There are two ways of looking at situations like this. One, your mother's personality is being 'simplified' as dementia strips parts of it away, and there's a core part of it which is tied to you and the way she's always treated you. So you're getting treated badly, as usual, and on top of all your other concerns it's making life frustratingly difficult.
Two, your mother is losing grip on everything she's ever known or trusted. She used to be in control of everything -- for better or for worse. Now she increasingly feels like she's in control of nothing. It is the most terrifying, confusing time of her life and it's only going to get worse... until she is no longer capable of being your mother at all. Part of her may know that. If she's lucky, she won't.
One of the lifelines she's clinging to is the strongest tie any of us ever have... to our closest family. She will yank on that line hardest of all because she's drowning as the dementia tide rises and -- just as it's common for drowning folk to put their rescuer in danger -- your mother will put you in danger, mentally.
Which is why I have some happy, clappy scribble similar to this waffle hung up next to my bed as a reminder. Because god only knows (that's the notional god of Beating Your Head Against A Brick Wall) there are times when I swear my mother's just trying to put me in an early grave for the sheer fun of it!
Shes not. She's just a pared back version of the Mum who could always be hard work, who raised four children and ran a business on her own, and never, ever suffered fools gladly. Some days I probably seem pretty foolish though, repeating myself endlessly to try and get essentials done, 'forcing' her to do things she doesn't understand or think necessary. No wonder she kicks off!
On a good day for me I'm only dealing with a muddled old lady with dementia. But that's a bad day for Mum, because she's under the water somewhere. On a bad day for me, Mum's at the surface, thrashing around and aware enough to resent the way our roles have reversed. A lifetime of her being the matriarch is gone.

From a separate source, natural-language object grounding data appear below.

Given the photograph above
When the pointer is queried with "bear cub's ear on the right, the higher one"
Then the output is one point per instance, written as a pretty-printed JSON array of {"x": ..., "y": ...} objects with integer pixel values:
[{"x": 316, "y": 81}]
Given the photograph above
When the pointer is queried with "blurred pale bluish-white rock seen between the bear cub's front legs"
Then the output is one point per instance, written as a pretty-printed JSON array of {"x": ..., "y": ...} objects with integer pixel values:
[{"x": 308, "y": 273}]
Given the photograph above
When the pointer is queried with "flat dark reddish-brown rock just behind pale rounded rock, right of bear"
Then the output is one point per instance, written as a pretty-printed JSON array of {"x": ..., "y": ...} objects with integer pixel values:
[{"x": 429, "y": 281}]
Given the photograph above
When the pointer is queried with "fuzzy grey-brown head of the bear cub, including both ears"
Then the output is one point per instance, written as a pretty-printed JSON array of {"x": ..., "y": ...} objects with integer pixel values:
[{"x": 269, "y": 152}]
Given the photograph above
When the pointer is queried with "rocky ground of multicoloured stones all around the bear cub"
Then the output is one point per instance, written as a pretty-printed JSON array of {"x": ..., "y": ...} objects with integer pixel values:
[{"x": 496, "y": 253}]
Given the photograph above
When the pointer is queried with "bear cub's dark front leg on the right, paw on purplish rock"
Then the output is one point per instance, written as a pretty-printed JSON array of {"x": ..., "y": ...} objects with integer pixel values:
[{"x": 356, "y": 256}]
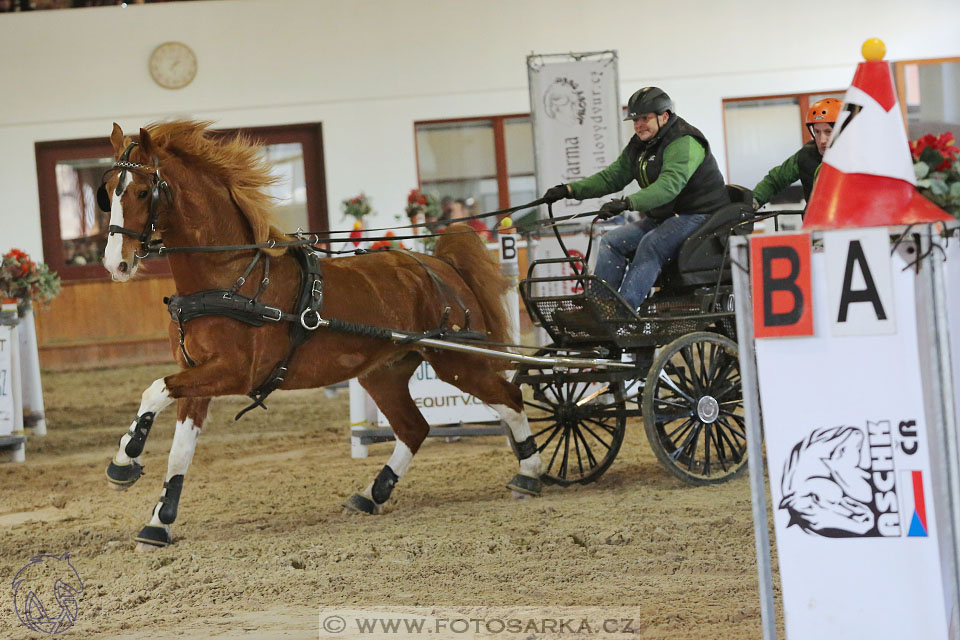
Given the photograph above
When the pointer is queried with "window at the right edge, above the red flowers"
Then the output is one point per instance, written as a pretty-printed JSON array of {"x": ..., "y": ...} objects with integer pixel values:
[{"x": 929, "y": 92}]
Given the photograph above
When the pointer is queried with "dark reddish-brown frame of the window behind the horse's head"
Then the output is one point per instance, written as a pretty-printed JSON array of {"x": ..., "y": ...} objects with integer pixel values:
[{"x": 48, "y": 153}]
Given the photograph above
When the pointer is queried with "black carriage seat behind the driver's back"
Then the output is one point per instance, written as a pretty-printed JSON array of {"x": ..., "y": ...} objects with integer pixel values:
[{"x": 702, "y": 254}]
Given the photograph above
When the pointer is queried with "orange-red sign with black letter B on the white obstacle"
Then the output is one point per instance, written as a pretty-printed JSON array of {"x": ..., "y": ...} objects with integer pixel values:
[{"x": 780, "y": 283}]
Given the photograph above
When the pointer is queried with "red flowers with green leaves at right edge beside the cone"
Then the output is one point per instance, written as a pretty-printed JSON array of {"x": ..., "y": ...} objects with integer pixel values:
[{"x": 936, "y": 168}]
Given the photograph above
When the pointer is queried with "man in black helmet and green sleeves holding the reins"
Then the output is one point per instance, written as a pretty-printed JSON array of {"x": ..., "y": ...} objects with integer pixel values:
[{"x": 681, "y": 186}]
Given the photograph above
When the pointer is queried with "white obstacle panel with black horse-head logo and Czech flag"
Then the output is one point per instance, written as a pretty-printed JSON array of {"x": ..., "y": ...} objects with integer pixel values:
[{"x": 850, "y": 472}]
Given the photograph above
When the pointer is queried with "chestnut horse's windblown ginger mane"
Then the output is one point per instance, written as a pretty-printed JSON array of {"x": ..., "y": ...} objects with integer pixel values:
[{"x": 234, "y": 160}]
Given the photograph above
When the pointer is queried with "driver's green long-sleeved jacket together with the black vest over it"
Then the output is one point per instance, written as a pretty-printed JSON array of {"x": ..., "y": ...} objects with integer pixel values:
[{"x": 684, "y": 180}]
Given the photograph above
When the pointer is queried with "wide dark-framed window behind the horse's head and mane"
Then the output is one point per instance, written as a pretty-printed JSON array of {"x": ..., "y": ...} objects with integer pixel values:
[{"x": 75, "y": 230}]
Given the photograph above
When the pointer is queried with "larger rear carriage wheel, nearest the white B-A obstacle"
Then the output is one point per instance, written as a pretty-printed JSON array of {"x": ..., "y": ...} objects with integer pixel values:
[{"x": 693, "y": 409}]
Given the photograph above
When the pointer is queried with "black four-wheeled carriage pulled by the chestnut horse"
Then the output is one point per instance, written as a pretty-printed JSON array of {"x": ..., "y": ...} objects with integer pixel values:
[{"x": 684, "y": 380}]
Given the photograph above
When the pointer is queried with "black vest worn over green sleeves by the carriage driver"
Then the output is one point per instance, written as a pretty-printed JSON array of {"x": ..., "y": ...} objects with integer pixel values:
[{"x": 704, "y": 192}]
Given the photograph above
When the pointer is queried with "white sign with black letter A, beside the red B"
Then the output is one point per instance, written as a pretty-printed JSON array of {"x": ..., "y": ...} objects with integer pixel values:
[{"x": 859, "y": 282}]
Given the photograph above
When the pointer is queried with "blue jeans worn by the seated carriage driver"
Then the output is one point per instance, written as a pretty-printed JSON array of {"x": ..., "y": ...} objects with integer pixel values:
[{"x": 646, "y": 245}]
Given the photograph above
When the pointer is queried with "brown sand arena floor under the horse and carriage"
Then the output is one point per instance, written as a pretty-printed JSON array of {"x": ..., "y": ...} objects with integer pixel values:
[{"x": 261, "y": 540}]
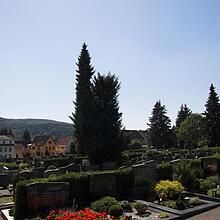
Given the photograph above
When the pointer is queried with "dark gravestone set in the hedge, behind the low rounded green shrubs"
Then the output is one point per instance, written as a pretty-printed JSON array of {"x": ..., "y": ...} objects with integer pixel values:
[{"x": 103, "y": 184}]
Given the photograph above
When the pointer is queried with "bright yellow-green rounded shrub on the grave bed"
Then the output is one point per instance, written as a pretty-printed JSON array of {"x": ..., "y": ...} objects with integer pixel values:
[{"x": 168, "y": 190}]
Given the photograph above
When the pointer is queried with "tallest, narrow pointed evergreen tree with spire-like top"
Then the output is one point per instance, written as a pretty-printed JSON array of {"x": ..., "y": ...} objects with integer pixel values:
[{"x": 82, "y": 117}]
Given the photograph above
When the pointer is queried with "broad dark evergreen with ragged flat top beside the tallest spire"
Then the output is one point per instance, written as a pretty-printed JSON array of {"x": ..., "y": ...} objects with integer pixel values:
[{"x": 109, "y": 141}]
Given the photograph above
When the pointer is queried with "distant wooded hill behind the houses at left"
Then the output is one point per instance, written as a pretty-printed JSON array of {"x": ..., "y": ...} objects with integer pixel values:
[{"x": 37, "y": 127}]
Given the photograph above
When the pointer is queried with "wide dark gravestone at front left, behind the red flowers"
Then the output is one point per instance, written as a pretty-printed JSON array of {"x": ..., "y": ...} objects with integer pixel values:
[{"x": 43, "y": 196}]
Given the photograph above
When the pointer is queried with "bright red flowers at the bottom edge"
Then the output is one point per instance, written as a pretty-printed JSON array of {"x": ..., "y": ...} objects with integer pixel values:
[{"x": 88, "y": 214}]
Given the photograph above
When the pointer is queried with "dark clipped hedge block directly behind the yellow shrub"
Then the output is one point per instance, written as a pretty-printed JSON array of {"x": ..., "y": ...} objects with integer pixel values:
[{"x": 164, "y": 171}]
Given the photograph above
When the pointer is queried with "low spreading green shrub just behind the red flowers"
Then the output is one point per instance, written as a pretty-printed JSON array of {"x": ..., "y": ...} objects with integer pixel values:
[{"x": 103, "y": 205}]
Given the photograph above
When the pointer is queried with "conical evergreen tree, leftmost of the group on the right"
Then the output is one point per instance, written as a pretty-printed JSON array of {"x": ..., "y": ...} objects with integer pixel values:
[{"x": 159, "y": 127}]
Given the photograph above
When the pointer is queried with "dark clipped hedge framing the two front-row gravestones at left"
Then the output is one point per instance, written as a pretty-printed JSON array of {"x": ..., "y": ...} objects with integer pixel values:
[{"x": 79, "y": 189}]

She's become the child, and boy, in her situation I'd resent it too!
Maybe none of this is applicable to you and your mother. Maybe I'm just projecting elements of my life onto you. But one thing is certain... one day you'll miss this exaggerated but still identifiable version on your mother. Breath. Count to ten. Try to remember something nice she did for you when you were young. And accept her anger and manipulation for what it is... a cry for help that nobody on this entire planet can give. We can only give time and patience... and cling to lifelines like this forum when it all starts to wear us down.
Good luck. Caring over a distance is very tough, even if you have carers to act for you.